Sunday, July 29, 2018

Accolades over Slovenia’s accomplishments (141Cong.Rec.E969)

I arrived in Ljubljana just as the sun was setting, but even through the cloudy dim and my tiny window, I could already tell that Slovenia was going to be something to behold (top). I became even more enchanted during the walk downtown from the AirBnB, during which I passed an illuminated Trnovo Church (middle left). The moon was shining high over the capital, as was its namesake castle (middle right). The whole atmosphere was utterly romantic, especially when passing the love locks on Butchers' Bridge (bottom left). Lots of couples were enjoying the outdoor seating at Magda, so TJ and I found a table inside where we could eat a late dinner (bottom right).

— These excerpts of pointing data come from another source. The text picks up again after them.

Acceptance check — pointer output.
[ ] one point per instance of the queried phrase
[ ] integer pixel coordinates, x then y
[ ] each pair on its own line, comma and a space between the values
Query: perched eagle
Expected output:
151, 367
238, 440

The city was just as lovely by day, when the sun revealed all of its storybook spires along the Ljubljanica River (top left). Many people load up for boat tours, but we opted to enjoy the center on foot. Particularly enjoyable for walking is the promenade near Joze Plecnik's Arcades, named after the city's famous native architectural son (top right). Many buildings, especially banks, are designed by famous architects. Josip Vancas gets credit for the People's Loan Bank and Municipal Savings Bank, but I give top billing to Ivan Vurnik for the Cooperative Business Bank (middle left). Even when the facades aren't famous, it's fun to wander amid the winding streets filled with outdoor cafe dining (middle right). It's so quaint that you barely even mind the climb up to the castle, especially when you get to enjoy breathtaking vistas along the way (bottom).
 
But the best view in town is from the clock tower, which makes the admission price to Ljubljana Castle worth it (top left). You get a 360-degree perspective of the surrounding mountains as well as a bird's-eye view of the castle courtyard (top right). Located in one corner is a pleasant cafe (middle left); it seems like you would have to pay admission to access it, but you don't. You do have to shell out some cash if you want to get inside the fortifications, which contain a chapel (middle right), a history museum, and a rotating exhibition space. During our visit, the latter dungeon area featured a display on local dragon mythology. The creature has a fiery presence in the capital; it's featured prominently on the flag and on the Dragon Bridge (bottom).
  
The bridge is located right by the city's Central Market, which has both covered and outdoor areas (top left). It's also a great place to find a bite to eat. We passed up some "first lady" pie, paying homage to Slovenian-born Melania Trump (top right), in favor of some fresh native seafood and wine (bottom left). Later, during a stroll through Tivoli Park, TJ didn't want a bite of my burger from Hot Horse (bottom right), but I figured, what the heck, considering I had already broken the seal on eating horse.
 
TJ was much happier partaking in local specialties of the beverage variety. I got lazy about keeping track of the craft beers we had, but I know we tried offerings from Pelicon BreweryHuman Fish Brewery, and Bevog Brewery, which is actually just across the border in Austria. One of the best tap lists was at Sir William's, which is not nearly as cheesy of an English pub as it name indicates (top left). Still, I preferred Lajbah because of its casual al fresco sipping space (top right). The night of the UEFA Champions League Final, which actually was being held about a block away from our flat back in Kyiv, almost every drinking establishment found a way to create outdoor seating for soccer spectating (bottom). 
 
We figured a good way to work off the beer would be a day trip to walk around Lake Bled (top left). As you circumnavigate the water, you can continually see its little interior island, which is home to the postcard-perfect Assumption of Mary Church (top right). Many people rent boats to row or ride out to Bled Island (bottom left). But others, including ourselves, are content to gaze upon the lake's majesty from its shores (bottom right).
A great place to get a view of the entire lake is from Bled Castle, just a short walk up from the main waterside town (top left). The castle was swarmed with tourists, and its tower didn't seem like it would provide that much better of a vantage point (top right), so we simply walked around outside its walls. About halfway around the lake, near Camping Bled, we left the shore to hike up the nearby hills (middle left). We turned around not even halfway to Ojstrica, so we didn't feel like we deserved some of the inventively-chilled trailside beers (middle right). But we did treat ourselves to some Slovenian cuisine, trout and goulash, at Mlino restaurant before the rains blew in (bottom left). We got soaked making our way back to the bus station, so while we dried off and waited for the next bus, we capped off the day -- and our trip -- with some Kremsnita cake (bottom right).